Such duties or obligations shall be the sole responsibility of the
Fund.
(b) Puts, Calls and Futures Traded on Commodities Exchanges
(i) The Bank shall take action as to puts, calls and
futures contracts ("Futures") purchased or sold by the Fund in
accordance with the provisions of any agreement entered into upon the
receipt of Proper Instructions among the Fund, the Bank and a Futures
Commission Merchant registered under the Commodity Exchange Act,
relating to compliance with the rules of the Commodity Futures Trading
Commission and/or any contract market, or any similar organization or
organizations, regarding account deposits in connection with
transactions by the Fund.
(ii) The responsibilities of the Bank as to futures,
puts and calls traded on commodities exchanges, any Futures Commission
Merchant account and the Segregated Account shall be limited as set
forth in subparagraph (a)(ii) of this Section 6.9 as if such
subparagraph referred to Futures Commission Merchants rather than
brokers, and Futures and puts and calls thereon instead of options.
6.10 SEGREGATED ACCOUNT. The Bank shall upon receipt of Proper
Instructions establish and maintain a segregated account or accounts for and on
behalf of the Fund (each a "Segregated Account").

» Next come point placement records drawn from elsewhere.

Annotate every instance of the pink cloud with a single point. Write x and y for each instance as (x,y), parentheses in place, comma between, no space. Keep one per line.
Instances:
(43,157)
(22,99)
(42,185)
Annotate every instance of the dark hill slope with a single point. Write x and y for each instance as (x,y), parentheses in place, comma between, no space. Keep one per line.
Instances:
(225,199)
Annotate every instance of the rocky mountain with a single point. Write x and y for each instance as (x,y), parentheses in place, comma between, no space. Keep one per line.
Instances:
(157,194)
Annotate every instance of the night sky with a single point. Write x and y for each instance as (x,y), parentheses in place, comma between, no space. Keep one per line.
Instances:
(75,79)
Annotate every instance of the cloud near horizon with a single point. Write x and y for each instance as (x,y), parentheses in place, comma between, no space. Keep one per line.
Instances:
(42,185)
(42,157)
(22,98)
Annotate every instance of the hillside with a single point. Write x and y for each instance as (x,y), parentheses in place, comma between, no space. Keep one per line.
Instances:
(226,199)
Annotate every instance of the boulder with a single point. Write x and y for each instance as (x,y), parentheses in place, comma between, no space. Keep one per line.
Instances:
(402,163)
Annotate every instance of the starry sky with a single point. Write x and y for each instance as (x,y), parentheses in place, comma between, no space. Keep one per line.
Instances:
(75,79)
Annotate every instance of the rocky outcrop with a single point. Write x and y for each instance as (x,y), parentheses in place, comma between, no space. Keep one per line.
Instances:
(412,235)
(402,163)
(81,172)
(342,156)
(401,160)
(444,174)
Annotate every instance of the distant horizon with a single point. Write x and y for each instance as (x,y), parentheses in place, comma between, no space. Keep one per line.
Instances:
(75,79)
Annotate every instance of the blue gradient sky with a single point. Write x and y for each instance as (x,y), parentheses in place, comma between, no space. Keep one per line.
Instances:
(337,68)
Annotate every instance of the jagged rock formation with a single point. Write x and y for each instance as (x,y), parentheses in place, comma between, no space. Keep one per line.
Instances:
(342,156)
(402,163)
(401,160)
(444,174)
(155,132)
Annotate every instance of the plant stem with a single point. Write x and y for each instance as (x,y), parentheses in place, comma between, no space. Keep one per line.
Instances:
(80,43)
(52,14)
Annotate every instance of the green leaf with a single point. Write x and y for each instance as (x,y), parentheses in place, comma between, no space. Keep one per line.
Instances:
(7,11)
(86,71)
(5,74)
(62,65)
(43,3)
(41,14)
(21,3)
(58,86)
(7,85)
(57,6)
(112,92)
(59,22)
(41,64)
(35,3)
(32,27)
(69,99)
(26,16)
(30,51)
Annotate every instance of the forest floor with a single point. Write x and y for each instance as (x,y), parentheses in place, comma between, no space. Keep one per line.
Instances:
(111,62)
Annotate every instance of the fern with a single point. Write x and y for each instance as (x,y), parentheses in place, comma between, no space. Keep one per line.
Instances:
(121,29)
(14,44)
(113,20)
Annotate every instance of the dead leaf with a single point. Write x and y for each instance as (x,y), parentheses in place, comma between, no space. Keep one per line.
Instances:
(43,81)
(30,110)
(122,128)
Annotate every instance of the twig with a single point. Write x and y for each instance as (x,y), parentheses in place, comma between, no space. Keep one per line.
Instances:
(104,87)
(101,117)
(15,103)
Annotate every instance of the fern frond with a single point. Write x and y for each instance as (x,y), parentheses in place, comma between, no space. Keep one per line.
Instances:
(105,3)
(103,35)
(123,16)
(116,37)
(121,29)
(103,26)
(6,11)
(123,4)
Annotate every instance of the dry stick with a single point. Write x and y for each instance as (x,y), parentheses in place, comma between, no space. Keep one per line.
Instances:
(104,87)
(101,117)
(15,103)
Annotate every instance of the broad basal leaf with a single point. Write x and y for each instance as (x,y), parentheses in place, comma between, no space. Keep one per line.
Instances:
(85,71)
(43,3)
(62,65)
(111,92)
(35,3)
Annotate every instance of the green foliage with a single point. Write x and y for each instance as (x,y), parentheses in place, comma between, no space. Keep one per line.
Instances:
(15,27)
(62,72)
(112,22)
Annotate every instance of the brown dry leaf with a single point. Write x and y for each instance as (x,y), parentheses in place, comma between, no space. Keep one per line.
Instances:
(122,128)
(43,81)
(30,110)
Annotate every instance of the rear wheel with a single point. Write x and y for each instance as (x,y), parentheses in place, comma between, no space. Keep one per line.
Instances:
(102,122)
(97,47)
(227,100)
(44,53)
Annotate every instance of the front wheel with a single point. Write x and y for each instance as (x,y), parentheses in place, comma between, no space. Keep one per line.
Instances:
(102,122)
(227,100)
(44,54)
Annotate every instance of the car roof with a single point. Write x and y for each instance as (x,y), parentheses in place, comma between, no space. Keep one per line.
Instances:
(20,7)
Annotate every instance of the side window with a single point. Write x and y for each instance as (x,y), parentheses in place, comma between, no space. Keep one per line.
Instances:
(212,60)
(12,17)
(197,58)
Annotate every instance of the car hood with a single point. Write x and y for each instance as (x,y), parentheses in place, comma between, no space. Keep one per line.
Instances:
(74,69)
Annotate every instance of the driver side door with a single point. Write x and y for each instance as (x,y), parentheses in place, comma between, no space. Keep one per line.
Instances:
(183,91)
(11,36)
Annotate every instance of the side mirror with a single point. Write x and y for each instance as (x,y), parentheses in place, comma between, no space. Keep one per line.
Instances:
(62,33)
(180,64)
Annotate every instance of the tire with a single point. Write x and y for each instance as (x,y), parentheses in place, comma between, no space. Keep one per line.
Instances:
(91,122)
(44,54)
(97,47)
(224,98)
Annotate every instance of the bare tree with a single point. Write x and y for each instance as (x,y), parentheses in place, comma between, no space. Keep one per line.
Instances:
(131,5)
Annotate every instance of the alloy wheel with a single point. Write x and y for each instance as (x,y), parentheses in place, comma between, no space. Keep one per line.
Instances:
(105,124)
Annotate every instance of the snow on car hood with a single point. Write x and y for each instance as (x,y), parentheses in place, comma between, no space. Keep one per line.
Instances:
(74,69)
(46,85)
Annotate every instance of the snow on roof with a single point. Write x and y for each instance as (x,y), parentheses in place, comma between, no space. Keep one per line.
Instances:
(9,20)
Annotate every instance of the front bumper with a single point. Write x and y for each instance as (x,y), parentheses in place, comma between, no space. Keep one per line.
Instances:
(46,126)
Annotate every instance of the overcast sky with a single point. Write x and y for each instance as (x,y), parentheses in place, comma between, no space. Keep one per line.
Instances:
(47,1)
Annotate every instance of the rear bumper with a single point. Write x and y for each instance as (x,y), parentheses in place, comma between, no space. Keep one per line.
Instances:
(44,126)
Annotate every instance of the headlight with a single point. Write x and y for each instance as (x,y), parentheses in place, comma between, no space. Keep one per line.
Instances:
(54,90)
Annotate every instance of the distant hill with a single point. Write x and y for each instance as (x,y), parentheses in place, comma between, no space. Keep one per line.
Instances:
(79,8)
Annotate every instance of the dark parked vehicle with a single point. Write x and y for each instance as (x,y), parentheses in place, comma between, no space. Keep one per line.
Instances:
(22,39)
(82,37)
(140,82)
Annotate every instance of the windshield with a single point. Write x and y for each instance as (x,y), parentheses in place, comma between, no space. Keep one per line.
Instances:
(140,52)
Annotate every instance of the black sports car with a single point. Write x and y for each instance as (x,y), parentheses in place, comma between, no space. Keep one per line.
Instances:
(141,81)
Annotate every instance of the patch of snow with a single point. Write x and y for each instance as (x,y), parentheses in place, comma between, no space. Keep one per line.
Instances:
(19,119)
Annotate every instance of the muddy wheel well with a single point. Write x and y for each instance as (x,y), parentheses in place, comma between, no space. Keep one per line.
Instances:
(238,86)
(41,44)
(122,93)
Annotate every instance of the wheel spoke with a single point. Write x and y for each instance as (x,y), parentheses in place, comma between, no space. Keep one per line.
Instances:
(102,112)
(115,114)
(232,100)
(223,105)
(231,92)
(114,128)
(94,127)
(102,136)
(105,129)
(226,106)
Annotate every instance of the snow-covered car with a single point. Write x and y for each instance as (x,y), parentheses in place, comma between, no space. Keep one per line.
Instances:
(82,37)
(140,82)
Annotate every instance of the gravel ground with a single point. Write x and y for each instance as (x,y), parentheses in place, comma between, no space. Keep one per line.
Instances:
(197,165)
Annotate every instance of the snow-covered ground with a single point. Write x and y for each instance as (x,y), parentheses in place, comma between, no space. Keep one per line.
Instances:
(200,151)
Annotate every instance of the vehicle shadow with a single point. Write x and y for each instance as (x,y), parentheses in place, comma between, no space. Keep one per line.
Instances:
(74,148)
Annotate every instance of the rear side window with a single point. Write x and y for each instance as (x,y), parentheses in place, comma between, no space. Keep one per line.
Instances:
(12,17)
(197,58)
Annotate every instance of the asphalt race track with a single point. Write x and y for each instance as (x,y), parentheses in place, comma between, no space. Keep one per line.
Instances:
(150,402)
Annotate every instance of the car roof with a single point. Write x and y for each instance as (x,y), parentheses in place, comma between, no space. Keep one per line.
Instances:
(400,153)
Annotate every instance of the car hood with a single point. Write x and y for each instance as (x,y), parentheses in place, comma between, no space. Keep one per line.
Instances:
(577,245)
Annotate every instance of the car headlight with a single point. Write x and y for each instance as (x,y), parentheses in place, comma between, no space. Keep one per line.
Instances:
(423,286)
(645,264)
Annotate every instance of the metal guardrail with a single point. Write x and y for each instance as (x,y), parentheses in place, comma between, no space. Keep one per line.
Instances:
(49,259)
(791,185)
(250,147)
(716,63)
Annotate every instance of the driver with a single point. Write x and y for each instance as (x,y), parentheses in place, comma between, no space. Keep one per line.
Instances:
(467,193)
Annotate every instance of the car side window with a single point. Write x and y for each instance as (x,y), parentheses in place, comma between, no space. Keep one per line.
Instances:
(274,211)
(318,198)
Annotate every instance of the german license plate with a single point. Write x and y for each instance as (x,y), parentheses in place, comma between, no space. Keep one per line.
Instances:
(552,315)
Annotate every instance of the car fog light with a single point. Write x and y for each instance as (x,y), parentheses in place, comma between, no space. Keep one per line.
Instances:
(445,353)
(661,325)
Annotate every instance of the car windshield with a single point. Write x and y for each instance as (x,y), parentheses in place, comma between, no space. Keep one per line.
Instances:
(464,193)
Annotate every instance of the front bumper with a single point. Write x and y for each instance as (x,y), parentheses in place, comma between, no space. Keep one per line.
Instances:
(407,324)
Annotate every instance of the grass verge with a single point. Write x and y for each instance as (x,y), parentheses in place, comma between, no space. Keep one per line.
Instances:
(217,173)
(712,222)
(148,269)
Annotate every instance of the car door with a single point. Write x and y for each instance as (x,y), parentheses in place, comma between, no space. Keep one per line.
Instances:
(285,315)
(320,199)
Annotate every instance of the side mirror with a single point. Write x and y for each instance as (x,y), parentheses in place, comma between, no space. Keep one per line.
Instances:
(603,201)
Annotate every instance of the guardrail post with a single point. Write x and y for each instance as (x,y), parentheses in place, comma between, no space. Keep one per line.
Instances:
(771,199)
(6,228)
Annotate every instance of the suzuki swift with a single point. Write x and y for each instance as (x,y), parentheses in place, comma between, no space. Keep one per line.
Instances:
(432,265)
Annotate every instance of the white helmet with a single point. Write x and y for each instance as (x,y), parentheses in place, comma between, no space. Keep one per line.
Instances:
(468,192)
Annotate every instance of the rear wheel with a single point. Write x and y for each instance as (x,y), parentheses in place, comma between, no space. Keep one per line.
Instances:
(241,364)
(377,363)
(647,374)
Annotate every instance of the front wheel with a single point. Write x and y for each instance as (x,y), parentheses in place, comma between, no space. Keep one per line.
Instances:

(a) Cash and/or Portfolio Securities may be transferred into a
Segregated Account upon receipt of Proper Instructions in the following
circumstances:
(i) in accordance with the provisions of any
agreement among the Fund, the Bank and a broker-dealer registered under
the Exchange Act and a member of the NASD or any Futures Commission
Merchant registered under the Commodity Exchange Act, relating to
compliance with the rules of the Options Clearing Corporation and of
any registered national securities exchange or the Commodity Futures
Trading Commission or any registered contract market, or of any similar
organizations regarding escrow or other arrangements in connection with
transactions by the Fund;
(ii) for the purpose of segregating cash or
securities in connection with options purchased or written by the Fund
or commodity futures purchased or written by the Fund;
(iii) for the deposit of liquid assets, such as
cash, U.S. Government securities or other high grade debt obligations,
having a market value (marked to market on a daily basis) at all times
equal to but not less than the aggregate purchase price due on the
settlement dates of all the Fund's then outstanding forward commitment
or "when-issued" agreements relating to the purchase of Portfolio
Securities and all the Fund's then outstanding commitments under
reverse repurchase agreements entered into with broker-dealer firms;
(iv) for the purposes of compliance by the Fund with
the procedures required by Investment Company Act Release No. 10666, or
any subsequent release or releases of the Securities and Exchange
Commission relating to the maintenance of Segregated Accounts by
registered investment companies; or
(v) for other proper trust or corporate purposes, but
only, in the case of this clause (v), upon receipt of Proper
Instructions.
(b) Cash and/or Portfolio Securities may be withdrawn from a
Segregated Account pursuant to Proper Instructions in the following
circumstances:
(i) with respect to assets deposited in accordance
with the provisions of any agreements referenced in (a)(i) or (a)(ii)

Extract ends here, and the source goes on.